Netanjahu-Besuch in Deutschland Merz will internationalen Haftbefehl ignorieren
24.02.2025, 17:52 Uhr Artikel anhören
Der Internationale Strafgerichtshof widersprach Merz deutlich.
(Foto: IMAGO/)
Wegen des Kriegs im Gazastreifen hat der Internationale Strafgerichtshof Haftbefehle erlassen, unter anderem gegen Israels Ministerpräsidenten Netanjahu. CDU-Boss Merz will diesen jedoch nicht anwenden, wenn Netanjahu Deutschland besucht. Linke-Chef van Aken findet das katastrophal.
Unions-Kanzlerkandidat Friedrich Merz hält einen Deutschland-Besuch des israelischen Ministerpräsidenten Benjamin Netanjahu trotz eines Haftbefehls des Internationalen Strafgerichtshof (IStGH) wegen mutmaßlicher Kriegsverbrechen im Gaza-Krieg für möglich. Er habe Netanjahu in einem Telefonat am Sonntag zugesagt, dass man für den Fall eines Besuchs "Mittel und Wege finden werde, dass er Deutschland besuchen und auch wieder verlassen kann, ohne dass er in Deutschland festgenommen worden ist", sagte der Gewinner der Bundestagswahl und wahrscheinliche nächste Bundeskanzler am Tag danach in Berlin.
Der Internationale Strafgerichtshof (IStGH) hatte vor dem Hintergrund des Krieges im Gazastreifen im November Haftbefehle gegen Netanjahu sowie gegen den ehemaligen israelischen Verteidigungsminister Joav Galant und Hamas-Militärchef Mohammed Deif erlassen. Ihnen werden Verbrechen gegen die Menschlichkeit und Kriegsverbrechen vorgeworfen. Die 124 IStGH-Mitgliedstaaten - zu denen etwa Deutschland und Frankreich, nicht aber Israel und die USA zählen - müssten demnach Netanjahu festnehmen, sobald er ihr Territorium betritt.
"Ich halte es für eine ganz abwegige Vorstellung, dass ein israelischer Ministerpräsident die Bundesrepublik Deutschland nicht besuchen kann", betonte Merz. Netanjahus Büro in Jerusalem teilte mit, der Ministerpräsident habe Merz zu dessen Wahlsieg gratuliert. Merz habe Netanjahu nach Deutschland eingeladen, trotz der "skandalösen Entscheidung des Internationalen Strafgerichtshofs, den Ministerpräsidenten als Kriegsverbrecher zu bezeichnen". Deutschland gehört zu den Unterzeichnern des Statuts des Gerichtshofs und müsste sich eigentlich an dessen Vorgaben halten.
Dürfte auch Putin dann Deutschland besuchen?

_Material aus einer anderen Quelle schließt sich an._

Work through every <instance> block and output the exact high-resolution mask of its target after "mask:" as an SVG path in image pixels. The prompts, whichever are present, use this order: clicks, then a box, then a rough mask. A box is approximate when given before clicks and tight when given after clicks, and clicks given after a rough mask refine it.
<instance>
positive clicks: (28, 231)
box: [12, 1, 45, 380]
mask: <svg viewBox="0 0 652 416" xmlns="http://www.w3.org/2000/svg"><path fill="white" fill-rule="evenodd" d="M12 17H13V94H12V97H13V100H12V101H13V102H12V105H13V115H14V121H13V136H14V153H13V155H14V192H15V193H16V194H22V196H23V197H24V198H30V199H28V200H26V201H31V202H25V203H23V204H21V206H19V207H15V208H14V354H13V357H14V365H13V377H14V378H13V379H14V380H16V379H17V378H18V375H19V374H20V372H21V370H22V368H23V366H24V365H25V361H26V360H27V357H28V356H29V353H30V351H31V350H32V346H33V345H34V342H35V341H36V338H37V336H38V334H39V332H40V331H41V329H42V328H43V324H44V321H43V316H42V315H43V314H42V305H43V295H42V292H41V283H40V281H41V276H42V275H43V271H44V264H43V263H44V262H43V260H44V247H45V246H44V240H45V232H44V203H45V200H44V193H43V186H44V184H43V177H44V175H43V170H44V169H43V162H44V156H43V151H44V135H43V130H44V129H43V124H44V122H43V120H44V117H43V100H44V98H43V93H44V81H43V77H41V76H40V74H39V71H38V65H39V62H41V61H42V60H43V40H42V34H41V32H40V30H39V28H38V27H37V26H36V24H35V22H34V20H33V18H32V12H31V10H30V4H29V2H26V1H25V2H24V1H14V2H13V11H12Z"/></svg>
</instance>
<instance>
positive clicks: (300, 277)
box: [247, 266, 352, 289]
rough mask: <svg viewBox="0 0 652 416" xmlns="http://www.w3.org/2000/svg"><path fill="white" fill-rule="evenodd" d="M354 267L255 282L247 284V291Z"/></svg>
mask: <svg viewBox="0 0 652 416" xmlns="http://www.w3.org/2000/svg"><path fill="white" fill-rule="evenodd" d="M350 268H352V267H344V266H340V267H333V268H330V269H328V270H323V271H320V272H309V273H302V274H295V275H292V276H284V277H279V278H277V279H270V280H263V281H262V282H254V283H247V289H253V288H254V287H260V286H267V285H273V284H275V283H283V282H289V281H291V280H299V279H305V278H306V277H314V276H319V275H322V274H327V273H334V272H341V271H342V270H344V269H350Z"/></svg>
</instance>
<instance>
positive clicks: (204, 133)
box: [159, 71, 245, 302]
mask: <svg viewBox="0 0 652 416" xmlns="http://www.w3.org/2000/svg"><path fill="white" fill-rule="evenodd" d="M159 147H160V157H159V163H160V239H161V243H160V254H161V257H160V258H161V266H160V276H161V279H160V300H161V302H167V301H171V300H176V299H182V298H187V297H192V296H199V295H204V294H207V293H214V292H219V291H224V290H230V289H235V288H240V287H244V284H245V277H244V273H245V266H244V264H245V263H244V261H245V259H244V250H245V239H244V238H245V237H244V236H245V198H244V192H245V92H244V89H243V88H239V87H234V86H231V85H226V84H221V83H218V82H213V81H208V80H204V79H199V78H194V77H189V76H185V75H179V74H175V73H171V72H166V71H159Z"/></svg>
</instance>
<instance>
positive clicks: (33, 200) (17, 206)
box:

Entsprechend reagierte der Den Haager Gerichtshof. Es sei nicht Sache von Mitgliedstaaten, die Entscheidungen des Gerichts einseitig zu beurteilen. Nach dem Römischen Statut sei es verpflichtend, die Entscheidungen anzuerkennen und umzusetzen.
Dagegen erklärte Linken-Spitzenkandidat Jan van Aken: "Wenn Netanjahu nach Deutschland kommt, muss er natürlich verhaftet werden. Das ist Völkerrecht." Ein internationaler Haftbefehl "muss umgesetzt werden". Offensichtlich mit Blick auf einen auch gegen Russlands Präsident Wladimir Putin bestehenden IStGH-Haftbefehl setzte der Linken-Politiker hinzu: "Mit zweierlei Maß zu messen, ist eine Katastrophe." Zugleich betonte van Aken, dass Israels Existenzrecht "unverhandelbar" sei.
In Israel hieß es, Netanjahu habe mit Merz ein herzliches Telefongespräch geführt. "Merz bedankte sich bei dem Ministerpräsidenten für dessen Anruf und sagte, er werde ihn zu einem offiziellen Besuch nach Deutschland einladen", erklärte das Büro von Netanjahu. Merz stelle sich damit offen gegen die "skandalöse Entscheidung" des IStGH, "den Ministerpräsidenten als Kriegsverbrecher zu bezeichnen", hieß es weiter. Israel hat beim IStGH Berufung gegen die Haftbefehle für Netanjahu und Galant angekündigt. Vorwürfe, Kriegsverbrechen in dem Konflikt mit den Palästinensern im Gazastreifen begangen zu haben, weist Israel zurück.